The Results of Biblical Repentance
David wrote another Psalm that goes really well side by side with Psalm 51. This time he wasn’t telling God of his repentance, but praising God for the forgiveness that came as a result. It is Psalm 32, and I think it is a great way to close us out here. So here is Psalm 32. Pray it with me now.
Oh, what joy for those whose disobedience is forgiven, whose sin is put out of sight!
Yes, what joy for those whose record the Lord has cleared of guilt,
whose lives are lived in complete honesty!
When I refused to confess my sin, my body wasted away, and I groaned all day long.

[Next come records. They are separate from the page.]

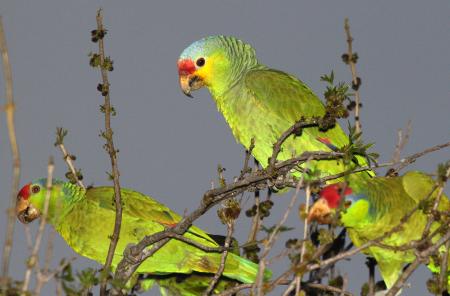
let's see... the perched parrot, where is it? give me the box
[307,171,450,290]
[16,179,271,295]
[177,35,374,184]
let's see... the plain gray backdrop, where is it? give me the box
[1,1,449,295]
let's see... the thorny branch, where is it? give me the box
[93,9,123,296]
[0,16,21,287]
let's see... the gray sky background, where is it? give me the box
[1,1,450,295]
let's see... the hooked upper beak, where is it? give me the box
[179,74,193,98]
[307,198,332,224]
[179,74,204,98]
[16,195,40,224]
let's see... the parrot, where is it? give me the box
[307,171,450,291]
[177,35,374,184]
[16,179,271,295]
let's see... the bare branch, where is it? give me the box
[391,121,412,163]
[239,138,255,180]
[202,222,234,295]
[439,240,450,293]
[34,229,56,295]
[94,9,123,296]
[255,178,304,296]
[0,16,21,286]
[344,18,362,133]
[55,128,85,189]
[395,140,450,173]
[22,157,54,292]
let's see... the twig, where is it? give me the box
[215,283,253,296]
[34,229,56,295]
[421,166,450,239]
[344,18,362,133]
[391,121,412,163]
[385,230,450,296]
[281,279,296,296]
[35,257,75,296]
[165,232,227,252]
[55,128,85,189]
[246,190,261,245]
[341,274,349,296]
[366,257,376,296]
[395,140,450,173]
[268,118,320,169]
[217,279,354,296]
[112,141,445,285]
[95,9,123,296]
[22,157,54,293]
[203,222,234,295]
[112,119,450,287]
[439,240,450,293]
[0,16,21,287]
[246,159,262,252]
[306,180,436,273]
[296,184,312,294]
[255,177,305,296]
[239,138,255,180]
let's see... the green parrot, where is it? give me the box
[177,35,374,184]
[307,171,450,290]
[16,179,271,294]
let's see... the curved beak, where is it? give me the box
[179,74,194,98]
[307,198,332,224]
[16,188,40,224]
[179,74,205,98]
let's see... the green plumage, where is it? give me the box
[179,36,374,183]
[339,171,450,289]
[24,179,270,294]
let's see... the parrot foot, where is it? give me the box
[123,243,142,265]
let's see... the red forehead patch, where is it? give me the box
[319,184,352,209]
[177,59,196,75]
[17,183,31,200]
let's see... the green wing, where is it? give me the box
[56,186,267,284]
[342,172,450,288]
[89,187,217,246]
[228,68,373,182]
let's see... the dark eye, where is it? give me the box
[196,57,205,67]
[31,185,40,194]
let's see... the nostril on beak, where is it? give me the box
[189,75,200,87]
[18,207,30,224]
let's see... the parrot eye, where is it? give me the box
[196,57,205,67]
[31,185,40,194]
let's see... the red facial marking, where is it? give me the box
[17,183,31,200]
[177,59,196,76]
[319,184,352,209]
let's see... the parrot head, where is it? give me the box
[16,179,64,224]
[307,184,353,224]
[177,35,258,98]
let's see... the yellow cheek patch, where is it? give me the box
[194,53,224,86]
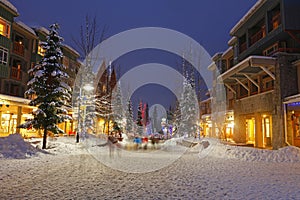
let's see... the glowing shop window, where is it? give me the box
[0,18,10,38]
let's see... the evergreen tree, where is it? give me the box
[142,103,149,127]
[111,81,124,129]
[20,23,71,149]
[124,98,134,133]
[178,78,198,137]
[136,101,143,135]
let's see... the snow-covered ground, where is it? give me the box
[1,134,300,199]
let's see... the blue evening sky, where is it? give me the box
[10,0,257,56]
[9,0,257,111]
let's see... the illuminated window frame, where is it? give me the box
[37,41,46,56]
[0,46,8,65]
[0,17,11,38]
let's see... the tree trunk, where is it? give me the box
[42,128,47,149]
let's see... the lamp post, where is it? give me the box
[76,83,94,143]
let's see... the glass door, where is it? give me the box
[246,118,255,144]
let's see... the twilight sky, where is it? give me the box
[10,0,257,56]
[9,0,257,112]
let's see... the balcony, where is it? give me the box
[250,29,265,46]
[11,67,22,80]
[239,42,247,54]
[13,42,25,56]
[269,12,281,32]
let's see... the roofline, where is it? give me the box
[230,0,267,36]
[14,21,38,38]
[34,26,49,36]
[62,44,80,57]
[0,0,19,17]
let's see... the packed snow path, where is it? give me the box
[1,140,300,199]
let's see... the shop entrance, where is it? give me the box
[246,118,255,145]
[262,116,272,147]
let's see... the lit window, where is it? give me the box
[0,47,8,65]
[37,43,45,56]
[0,18,11,38]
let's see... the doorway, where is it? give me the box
[246,118,255,144]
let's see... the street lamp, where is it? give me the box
[76,83,94,143]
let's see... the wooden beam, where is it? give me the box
[225,83,237,94]
[260,66,275,80]
[243,73,260,92]
[235,78,249,91]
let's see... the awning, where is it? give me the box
[284,93,300,104]
[217,56,276,94]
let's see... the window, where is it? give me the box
[0,18,10,38]
[10,83,20,96]
[0,47,8,65]
[63,56,69,69]
[262,76,274,91]
[37,42,45,56]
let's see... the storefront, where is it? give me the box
[284,94,300,147]
[0,94,74,138]
[224,111,234,141]
[0,94,38,138]
[200,114,212,137]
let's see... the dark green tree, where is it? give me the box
[20,23,72,149]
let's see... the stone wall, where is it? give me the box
[233,91,274,144]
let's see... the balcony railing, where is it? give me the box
[13,42,25,56]
[11,67,22,80]
[239,42,247,54]
[270,13,281,32]
[250,29,264,46]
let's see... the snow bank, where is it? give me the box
[198,138,300,163]
[0,134,44,159]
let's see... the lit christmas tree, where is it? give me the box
[178,77,198,137]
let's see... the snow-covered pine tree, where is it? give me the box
[20,23,72,149]
[142,103,149,127]
[136,101,143,135]
[124,98,134,133]
[111,81,124,130]
[178,77,198,137]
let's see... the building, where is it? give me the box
[0,0,81,137]
[210,0,300,149]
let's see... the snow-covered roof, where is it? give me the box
[14,20,37,37]
[211,52,223,61]
[0,94,30,105]
[227,36,237,46]
[284,93,300,104]
[222,47,233,58]
[0,0,18,16]
[34,26,49,35]
[62,44,80,57]
[230,0,266,36]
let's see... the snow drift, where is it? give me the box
[0,134,45,159]
[197,138,300,163]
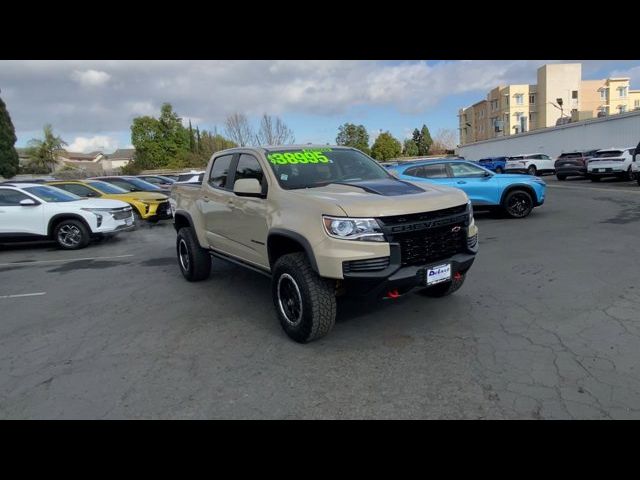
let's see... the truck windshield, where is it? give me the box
[265,148,392,189]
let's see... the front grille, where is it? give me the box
[377,205,469,268]
[156,202,170,215]
[343,257,390,274]
[380,204,467,225]
[394,225,466,267]
[112,209,132,220]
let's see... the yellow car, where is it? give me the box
[47,180,172,223]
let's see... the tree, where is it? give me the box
[25,124,67,173]
[370,132,401,161]
[336,123,370,155]
[130,103,190,170]
[199,128,237,159]
[418,124,433,155]
[256,114,295,145]
[224,113,254,147]
[402,138,419,157]
[0,93,19,179]
[188,120,195,152]
[430,128,457,154]
[196,126,201,153]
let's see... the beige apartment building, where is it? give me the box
[458,63,640,145]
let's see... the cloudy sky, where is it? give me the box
[2,60,639,153]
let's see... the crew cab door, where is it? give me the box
[0,188,45,236]
[225,153,270,268]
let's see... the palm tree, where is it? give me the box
[26,124,67,172]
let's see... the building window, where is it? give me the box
[514,94,524,105]
[618,86,628,98]
[571,90,578,99]
[529,94,535,104]
[599,88,607,100]
[618,105,627,113]
[635,99,640,109]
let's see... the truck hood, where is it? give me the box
[288,178,469,217]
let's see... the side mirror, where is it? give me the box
[19,198,39,206]
[233,178,264,198]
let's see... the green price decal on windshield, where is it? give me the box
[268,149,333,165]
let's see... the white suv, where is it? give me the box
[587,147,636,182]
[0,183,134,249]
[504,153,555,176]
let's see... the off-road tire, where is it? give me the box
[422,272,466,297]
[272,252,336,343]
[54,219,90,250]
[176,227,211,282]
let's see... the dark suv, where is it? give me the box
[554,150,599,180]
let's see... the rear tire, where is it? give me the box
[557,175,566,181]
[502,189,534,218]
[272,252,336,343]
[422,272,466,297]
[54,219,90,250]
[590,176,601,182]
[176,227,211,281]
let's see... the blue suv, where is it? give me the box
[387,159,546,218]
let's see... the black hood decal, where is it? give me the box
[331,178,425,196]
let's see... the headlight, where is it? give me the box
[322,216,385,242]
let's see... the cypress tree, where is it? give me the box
[0,92,19,179]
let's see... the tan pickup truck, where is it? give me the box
[171,146,478,343]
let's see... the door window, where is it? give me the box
[234,154,264,184]
[406,164,449,178]
[449,163,488,178]
[0,189,31,206]
[208,155,233,189]
[55,183,98,197]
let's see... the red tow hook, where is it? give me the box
[385,289,400,299]
[454,272,463,280]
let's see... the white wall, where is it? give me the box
[457,110,640,160]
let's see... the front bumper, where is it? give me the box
[342,251,476,298]
[140,201,172,220]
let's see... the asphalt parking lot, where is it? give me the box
[1,175,640,419]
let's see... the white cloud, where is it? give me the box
[2,60,638,138]
[66,135,119,153]
[70,69,111,88]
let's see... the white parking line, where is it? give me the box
[0,254,134,268]
[0,292,47,299]
[547,184,640,194]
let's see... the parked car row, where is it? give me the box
[475,141,640,185]
[0,175,174,250]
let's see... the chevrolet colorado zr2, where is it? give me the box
[171,146,479,343]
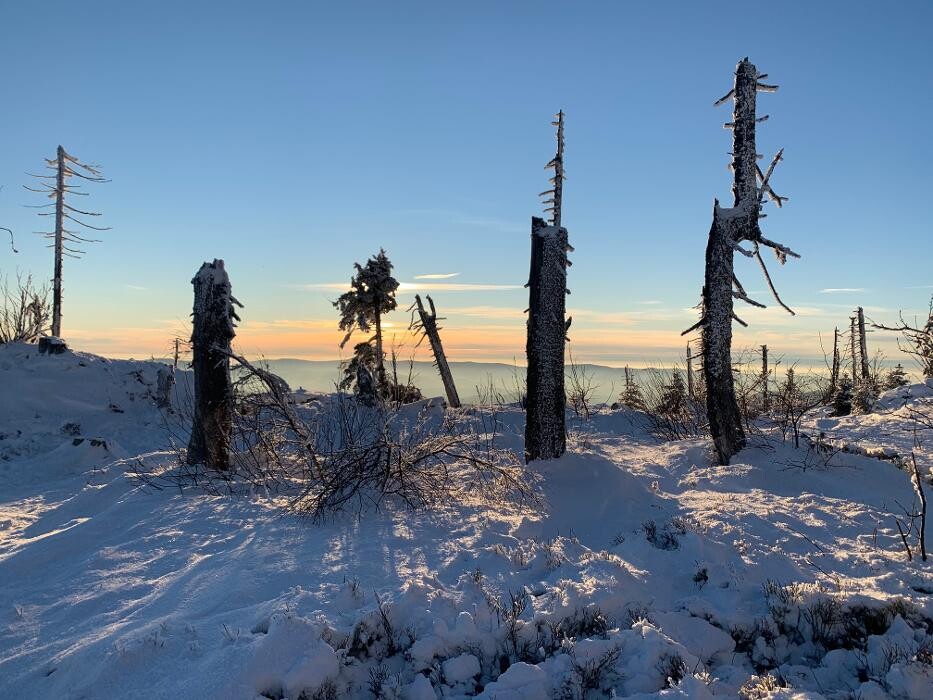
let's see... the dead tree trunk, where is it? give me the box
[26,145,110,339]
[857,306,870,383]
[686,343,695,399]
[829,327,840,398]
[685,58,799,465]
[761,344,769,411]
[850,316,859,383]
[525,110,571,462]
[526,216,569,462]
[52,146,65,337]
[187,259,240,471]
[411,294,460,408]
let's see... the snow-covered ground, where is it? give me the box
[1,343,932,699]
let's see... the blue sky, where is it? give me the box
[1,1,931,366]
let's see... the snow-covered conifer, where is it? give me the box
[883,363,910,390]
[334,249,399,392]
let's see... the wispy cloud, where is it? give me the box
[125,284,148,291]
[297,281,523,293]
[413,272,460,280]
[820,288,865,294]
[636,300,663,305]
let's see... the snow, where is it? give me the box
[1,342,932,698]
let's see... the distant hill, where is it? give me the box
[261,358,659,404]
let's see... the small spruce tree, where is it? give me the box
[618,366,647,411]
[831,376,853,417]
[657,371,688,418]
[852,380,876,415]
[883,363,910,391]
[334,249,399,392]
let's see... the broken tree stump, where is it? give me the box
[412,294,460,408]
[187,259,240,471]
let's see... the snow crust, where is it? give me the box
[1,342,932,699]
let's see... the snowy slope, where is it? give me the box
[1,343,932,699]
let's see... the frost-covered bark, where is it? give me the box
[850,316,859,383]
[761,344,769,411]
[413,294,460,408]
[525,216,569,462]
[702,207,746,463]
[829,327,840,399]
[187,259,240,471]
[689,58,800,465]
[857,306,870,382]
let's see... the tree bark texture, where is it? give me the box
[187,259,237,471]
[525,216,568,463]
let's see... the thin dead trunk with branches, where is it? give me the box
[26,146,110,338]
[526,111,572,463]
[683,58,800,465]
[409,294,460,408]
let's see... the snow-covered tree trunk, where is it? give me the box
[187,259,239,471]
[414,294,460,408]
[702,208,745,463]
[830,327,840,398]
[525,216,569,462]
[850,316,859,383]
[51,146,65,338]
[857,306,870,382]
[692,58,798,465]
[761,344,769,411]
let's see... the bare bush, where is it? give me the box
[143,352,534,521]
[769,367,827,448]
[640,367,707,441]
[566,351,600,421]
[0,272,51,344]
[872,296,933,378]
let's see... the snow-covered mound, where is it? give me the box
[1,344,932,699]
[803,380,933,481]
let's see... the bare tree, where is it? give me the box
[26,146,110,338]
[409,294,460,408]
[872,296,933,378]
[0,272,51,343]
[187,259,241,471]
[683,59,800,465]
[828,327,841,400]
[761,344,769,411]
[856,306,871,383]
[525,111,572,462]
[849,316,859,384]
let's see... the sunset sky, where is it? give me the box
[1,1,931,367]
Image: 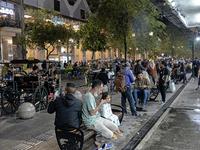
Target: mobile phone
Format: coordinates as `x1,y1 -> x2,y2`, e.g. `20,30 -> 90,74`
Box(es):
55,90 -> 59,97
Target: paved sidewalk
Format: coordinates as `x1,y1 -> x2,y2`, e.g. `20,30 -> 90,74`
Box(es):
0,74 -> 192,150
136,77 -> 200,150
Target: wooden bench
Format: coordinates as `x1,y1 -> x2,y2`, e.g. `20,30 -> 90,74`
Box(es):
55,104 -> 124,150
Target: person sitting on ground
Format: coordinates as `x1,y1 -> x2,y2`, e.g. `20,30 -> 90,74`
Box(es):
99,92 -> 122,129
133,72 -> 151,109
47,83 -> 82,131
82,80 -> 118,149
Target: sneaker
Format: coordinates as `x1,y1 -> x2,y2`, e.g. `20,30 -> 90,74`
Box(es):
196,87 -> 199,90
142,104 -> 145,109
101,143 -> 114,150
160,101 -> 165,105
136,102 -> 139,107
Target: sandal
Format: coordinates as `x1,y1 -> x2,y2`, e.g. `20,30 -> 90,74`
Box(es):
112,134 -> 117,139
133,114 -> 142,117
115,130 -> 123,136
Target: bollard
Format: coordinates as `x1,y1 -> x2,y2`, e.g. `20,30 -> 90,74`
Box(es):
18,102 -> 35,119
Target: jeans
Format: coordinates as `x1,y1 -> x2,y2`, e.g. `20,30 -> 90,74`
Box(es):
133,89 -> 150,105
121,87 -> 137,115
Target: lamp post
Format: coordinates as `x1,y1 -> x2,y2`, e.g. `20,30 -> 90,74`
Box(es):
20,0 -> 26,59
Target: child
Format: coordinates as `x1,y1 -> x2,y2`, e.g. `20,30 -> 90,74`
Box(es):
99,92 -> 123,137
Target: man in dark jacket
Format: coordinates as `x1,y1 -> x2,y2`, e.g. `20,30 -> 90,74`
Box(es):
48,83 -> 82,131
134,60 -> 144,75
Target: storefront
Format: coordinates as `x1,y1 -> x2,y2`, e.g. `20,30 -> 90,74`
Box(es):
0,1 -> 21,61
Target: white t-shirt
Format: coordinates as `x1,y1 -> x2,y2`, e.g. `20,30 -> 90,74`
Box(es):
108,71 -> 115,79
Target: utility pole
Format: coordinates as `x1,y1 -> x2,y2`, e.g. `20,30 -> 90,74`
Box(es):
20,0 -> 26,59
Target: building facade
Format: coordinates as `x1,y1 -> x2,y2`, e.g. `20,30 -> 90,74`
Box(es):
0,0 -> 128,63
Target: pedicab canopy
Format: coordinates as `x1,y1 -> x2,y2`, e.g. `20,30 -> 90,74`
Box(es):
10,59 -> 41,64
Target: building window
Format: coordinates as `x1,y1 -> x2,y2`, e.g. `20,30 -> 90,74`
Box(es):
54,0 -> 60,12
80,9 -> 85,19
68,0 -> 77,6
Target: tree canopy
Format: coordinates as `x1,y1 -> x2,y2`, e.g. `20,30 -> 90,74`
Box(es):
79,17 -> 110,59
19,8 -> 75,60
86,0 -> 166,61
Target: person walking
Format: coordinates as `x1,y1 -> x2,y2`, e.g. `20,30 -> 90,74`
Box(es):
121,62 -> 140,116
157,61 -> 169,105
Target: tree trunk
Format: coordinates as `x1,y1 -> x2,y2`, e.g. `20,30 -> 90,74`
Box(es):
123,30 -> 127,62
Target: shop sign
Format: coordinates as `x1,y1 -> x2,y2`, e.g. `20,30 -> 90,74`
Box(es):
0,7 -> 14,15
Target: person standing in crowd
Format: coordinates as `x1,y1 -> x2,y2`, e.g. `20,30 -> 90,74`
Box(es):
96,68 -> 108,86
115,62 -> 121,75
179,63 -> 188,83
134,60 -> 143,75
121,62 -> 140,116
148,60 -> 156,79
157,61 -> 169,105
107,67 -> 115,92
193,57 -> 199,78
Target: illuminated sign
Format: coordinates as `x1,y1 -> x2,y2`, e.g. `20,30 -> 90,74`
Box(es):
0,7 -> 14,15
53,19 -> 63,25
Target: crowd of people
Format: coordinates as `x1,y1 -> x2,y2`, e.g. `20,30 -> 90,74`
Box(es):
48,57 -> 196,150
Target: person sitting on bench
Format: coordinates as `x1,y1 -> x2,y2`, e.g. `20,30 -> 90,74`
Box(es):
47,83 -> 82,131
133,72 -> 151,109
82,80 -> 118,149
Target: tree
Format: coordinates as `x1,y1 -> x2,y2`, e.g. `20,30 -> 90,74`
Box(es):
160,22 -> 192,58
88,0 -> 165,61
19,9 -> 74,60
79,17 -> 110,59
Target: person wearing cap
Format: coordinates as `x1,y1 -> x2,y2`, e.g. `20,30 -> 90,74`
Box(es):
193,57 -> 199,78
48,83 -> 82,131
121,62 -> 140,116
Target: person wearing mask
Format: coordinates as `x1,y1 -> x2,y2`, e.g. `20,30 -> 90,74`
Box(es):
157,61 -> 169,105
82,80 -> 117,149
121,62 -> 140,116
193,57 -> 199,78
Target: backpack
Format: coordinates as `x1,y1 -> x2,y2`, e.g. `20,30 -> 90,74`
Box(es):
114,69 -> 128,92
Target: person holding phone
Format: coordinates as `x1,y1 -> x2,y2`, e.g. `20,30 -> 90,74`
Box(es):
48,83 -> 82,132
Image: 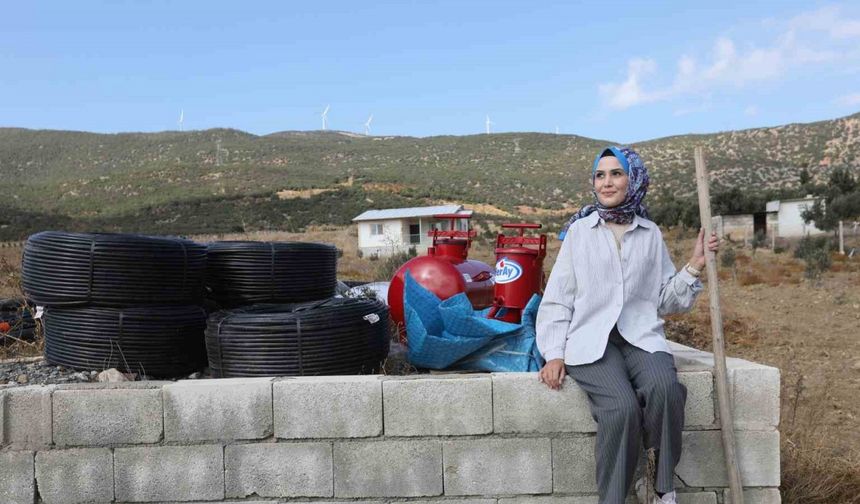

Day and night your hand of discipline was heavy on me.
My strength evaporated like water in the summer heat.
Finally, I confessed all my sins to you and stopped trying to hide my guilt.
I said to myself, “I will confess my rebellion to the Lord.”
And you forgave me! All my guilt is gone.
Therefore, let all the godly pray to you while there is still time,
that they may not drown in the floodwaters of judgment.
For you are my hiding place; you protect me from trouble.
You surround me with songs of victory.
The Lord says, “I will guide you along the best pathway for your life.
I will advise you and watch over you.
Do not be like a senseless horse or mule that needs a bit and bridle to keep it under control.”
Many sorrows come to the wicked, but unfailing love surrounds those who trust the Lord.
So rejoice in the Lord and be glad, all you who obey him!
Shout for joy, all you whose hearts are pure!